Saturday, April 08, 2006

Shouldn't shareholders vote on takeover defences? Arcelor and NewsCorp. in the news

When companies adopt poor governance policies, shareholder indignation knows no bounds.. and now, it knows no international boundaries.

Earlier this week, the Luxembourg-based steel company Arcelor said it had transferred control of its recently acquired Canadian unit to a Dutch foundation in a bid to block a takeover offer from Mittal Steel. This action (taken without consulting shareholders) drew criticism from shareholders for its lack of shareholder democracy.

The more restrictive Luxembourg corporate law does not allow shareholders (owning less than 20% of shares) to submit resolutions for discussion in an annual meeting, enabling management to make this decision without consulting shareholders.
French shareholder activist Colette Neuville argued that Arcelor should adopt provisions more in line with other European countries, allowing shareholders to vote on takeover defences.

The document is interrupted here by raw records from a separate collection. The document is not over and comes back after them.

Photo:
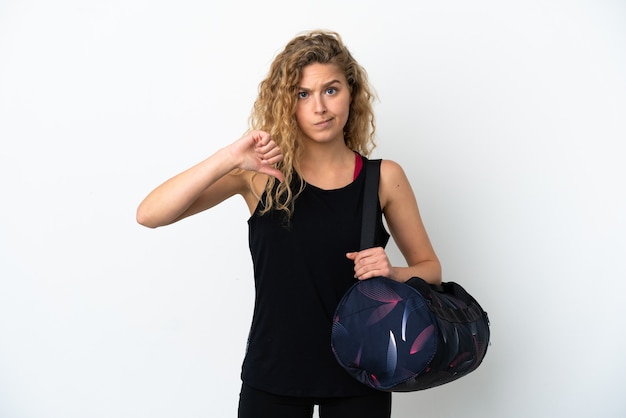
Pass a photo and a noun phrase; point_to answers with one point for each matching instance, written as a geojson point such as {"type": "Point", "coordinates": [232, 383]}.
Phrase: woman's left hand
{"type": "Point", "coordinates": [372, 262]}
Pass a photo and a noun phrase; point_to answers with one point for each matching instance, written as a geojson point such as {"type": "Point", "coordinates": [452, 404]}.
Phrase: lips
{"type": "Point", "coordinates": [324, 122]}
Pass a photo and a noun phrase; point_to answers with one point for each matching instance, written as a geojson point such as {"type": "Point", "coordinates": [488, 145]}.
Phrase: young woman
{"type": "Point", "coordinates": [299, 171]}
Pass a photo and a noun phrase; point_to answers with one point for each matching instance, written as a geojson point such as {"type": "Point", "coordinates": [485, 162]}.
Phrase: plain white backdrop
{"type": "Point", "coordinates": [508, 117]}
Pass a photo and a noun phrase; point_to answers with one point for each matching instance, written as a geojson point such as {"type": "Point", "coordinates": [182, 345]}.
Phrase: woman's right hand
{"type": "Point", "coordinates": [257, 151]}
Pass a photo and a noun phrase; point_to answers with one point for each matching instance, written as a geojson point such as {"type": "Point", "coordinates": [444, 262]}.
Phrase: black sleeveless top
{"type": "Point", "coordinates": [301, 272]}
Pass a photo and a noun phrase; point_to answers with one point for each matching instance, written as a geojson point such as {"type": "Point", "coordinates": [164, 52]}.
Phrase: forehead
{"type": "Point", "coordinates": [316, 73]}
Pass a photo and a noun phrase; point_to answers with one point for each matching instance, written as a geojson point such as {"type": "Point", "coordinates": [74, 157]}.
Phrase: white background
{"type": "Point", "coordinates": [508, 117]}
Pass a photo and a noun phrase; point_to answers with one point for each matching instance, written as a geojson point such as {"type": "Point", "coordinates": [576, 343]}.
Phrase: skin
{"type": "Point", "coordinates": [321, 114]}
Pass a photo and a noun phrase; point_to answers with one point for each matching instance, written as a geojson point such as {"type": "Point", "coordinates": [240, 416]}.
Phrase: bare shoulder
{"type": "Point", "coordinates": [393, 182]}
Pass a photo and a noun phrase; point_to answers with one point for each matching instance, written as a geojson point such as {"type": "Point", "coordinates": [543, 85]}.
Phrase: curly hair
{"type": "Point", "coordinates": [275, 107]}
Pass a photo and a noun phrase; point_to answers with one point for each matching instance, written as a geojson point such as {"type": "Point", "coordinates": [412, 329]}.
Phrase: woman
{"type": "Point", "coordinates": [299, 171]}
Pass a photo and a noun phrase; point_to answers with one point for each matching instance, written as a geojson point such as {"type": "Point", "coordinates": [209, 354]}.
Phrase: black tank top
{"type": "Point", "coordinates": [301, 272]}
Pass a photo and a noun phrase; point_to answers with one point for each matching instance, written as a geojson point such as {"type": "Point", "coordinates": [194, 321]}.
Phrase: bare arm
{"type": "Point", "coordinates": [406, 227]}
{"type": "Point", "coordinates": [209, 182]}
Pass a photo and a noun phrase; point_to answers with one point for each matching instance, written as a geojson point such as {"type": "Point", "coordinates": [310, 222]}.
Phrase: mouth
{"type": "Point", "coordinates": [324, 122]}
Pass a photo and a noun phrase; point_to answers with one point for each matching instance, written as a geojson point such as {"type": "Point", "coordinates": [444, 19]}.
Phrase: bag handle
{"type": "Point", "coordinates": [370, 202]}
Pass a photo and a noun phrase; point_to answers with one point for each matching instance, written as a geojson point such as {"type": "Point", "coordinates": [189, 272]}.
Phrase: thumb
{"type": "Point", "coordinates": [273, 172]}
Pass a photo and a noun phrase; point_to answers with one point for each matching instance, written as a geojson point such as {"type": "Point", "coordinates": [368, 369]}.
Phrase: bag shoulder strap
{"type": "Point", "coordinates": [370, 202]}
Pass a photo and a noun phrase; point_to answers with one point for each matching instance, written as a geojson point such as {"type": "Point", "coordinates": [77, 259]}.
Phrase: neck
{"type": "Point", "coordinates": [327, 167]}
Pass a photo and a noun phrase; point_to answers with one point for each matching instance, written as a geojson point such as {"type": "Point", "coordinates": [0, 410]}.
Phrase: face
{"type": "Point", "coordinates": [323, 103]}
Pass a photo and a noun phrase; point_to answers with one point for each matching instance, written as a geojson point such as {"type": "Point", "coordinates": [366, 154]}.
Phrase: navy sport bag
{"type": "Point", "coordinates": [409, 336]}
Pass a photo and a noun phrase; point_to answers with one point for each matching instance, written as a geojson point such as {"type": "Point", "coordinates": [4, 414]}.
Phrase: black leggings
{"type": "Point", "coordinates": [255, 403]}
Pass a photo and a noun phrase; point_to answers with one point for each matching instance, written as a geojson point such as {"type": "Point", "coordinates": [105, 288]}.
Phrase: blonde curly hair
{"type": "Point", "coordinates": [275, 107]}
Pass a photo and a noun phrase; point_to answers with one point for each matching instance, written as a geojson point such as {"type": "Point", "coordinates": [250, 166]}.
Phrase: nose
{"type": "Point", "coordinates": [320, 107]}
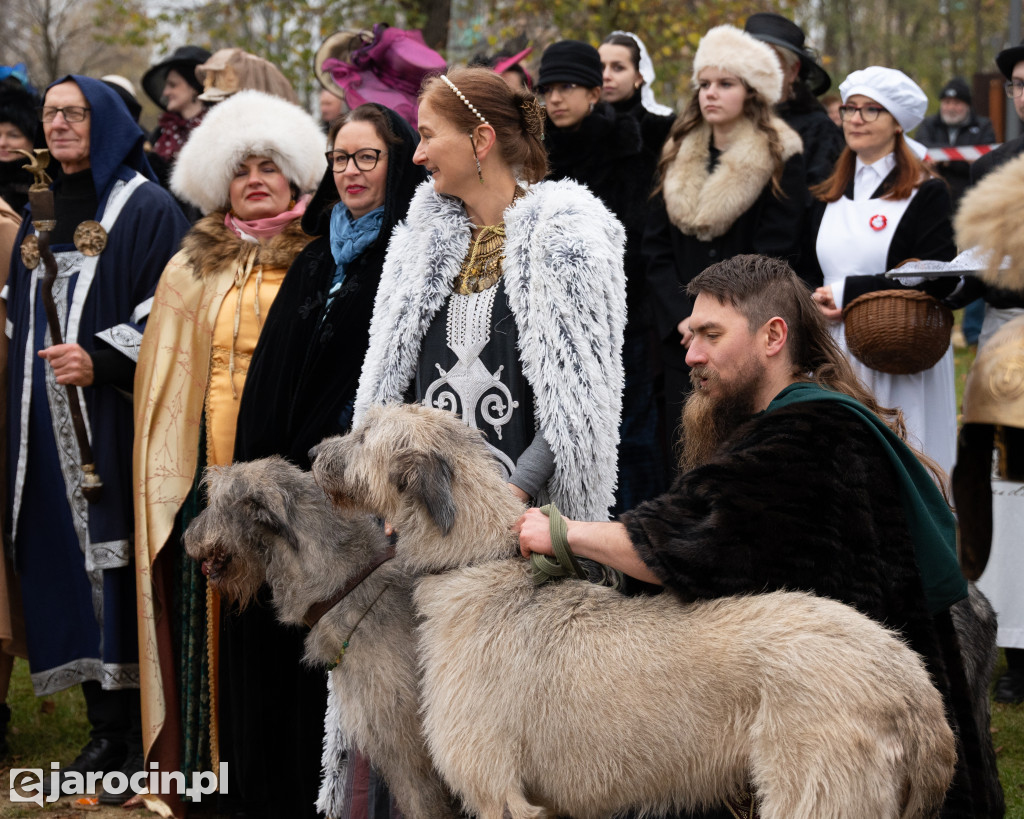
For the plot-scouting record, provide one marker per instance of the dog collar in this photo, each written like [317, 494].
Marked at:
[318, 609]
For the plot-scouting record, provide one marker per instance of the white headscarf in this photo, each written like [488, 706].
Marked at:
[900, 95]
[647, 73]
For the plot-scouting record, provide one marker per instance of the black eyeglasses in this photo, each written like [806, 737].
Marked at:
[71, 114]
[366, 159]
[562, 88]
[867, 113]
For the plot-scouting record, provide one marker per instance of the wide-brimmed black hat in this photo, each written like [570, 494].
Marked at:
[1009, 57]
[776, 30]
[183, 60]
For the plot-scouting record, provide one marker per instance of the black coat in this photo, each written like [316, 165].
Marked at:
[302, 380]
[805, 499]
[300, 387]
[607, 154]
[925, 232]
[934, 133]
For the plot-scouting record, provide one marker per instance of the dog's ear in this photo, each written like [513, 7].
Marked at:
[267, 508]
[427, 476]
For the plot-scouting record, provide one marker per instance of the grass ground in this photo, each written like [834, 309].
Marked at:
[54, 729]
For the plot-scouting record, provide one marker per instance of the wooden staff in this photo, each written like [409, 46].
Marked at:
[43, 219]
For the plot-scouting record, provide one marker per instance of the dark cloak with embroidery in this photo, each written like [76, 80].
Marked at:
[302, 380]
[805, 499]
[75, 559]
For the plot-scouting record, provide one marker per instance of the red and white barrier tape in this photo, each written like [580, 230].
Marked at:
[961, 154]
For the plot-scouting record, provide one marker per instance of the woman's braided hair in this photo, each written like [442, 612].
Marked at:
[516, 117]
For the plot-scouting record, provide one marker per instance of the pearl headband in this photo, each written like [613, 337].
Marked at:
[462, 96]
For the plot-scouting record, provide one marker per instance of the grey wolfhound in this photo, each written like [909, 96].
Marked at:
[571, 699]
[268, 520]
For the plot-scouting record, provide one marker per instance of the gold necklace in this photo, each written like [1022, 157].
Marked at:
[482, 266]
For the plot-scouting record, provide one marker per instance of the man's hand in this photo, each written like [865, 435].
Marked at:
[534, 529]
[72, 364]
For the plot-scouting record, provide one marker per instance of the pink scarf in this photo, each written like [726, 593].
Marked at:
[264, 228]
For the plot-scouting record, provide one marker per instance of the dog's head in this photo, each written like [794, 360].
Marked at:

On the same day, a group of institutional shareholders in the US settled their lawsuit against News Corp. over the company's extension of an anti-takeover poison pill provision that was perceived to be against shareholders' interest.
The real reason for rejoicing was not the poison pill itself, but the result that shareholders could vote on takeover defences in the future.

"Through the settlement, shareholders have the guaranteed right to vote on the poison pill now, and on subsequent poison pills for the next twenty years. This is a great victory for shareholder rights." said the lawyer representing the institutional investors.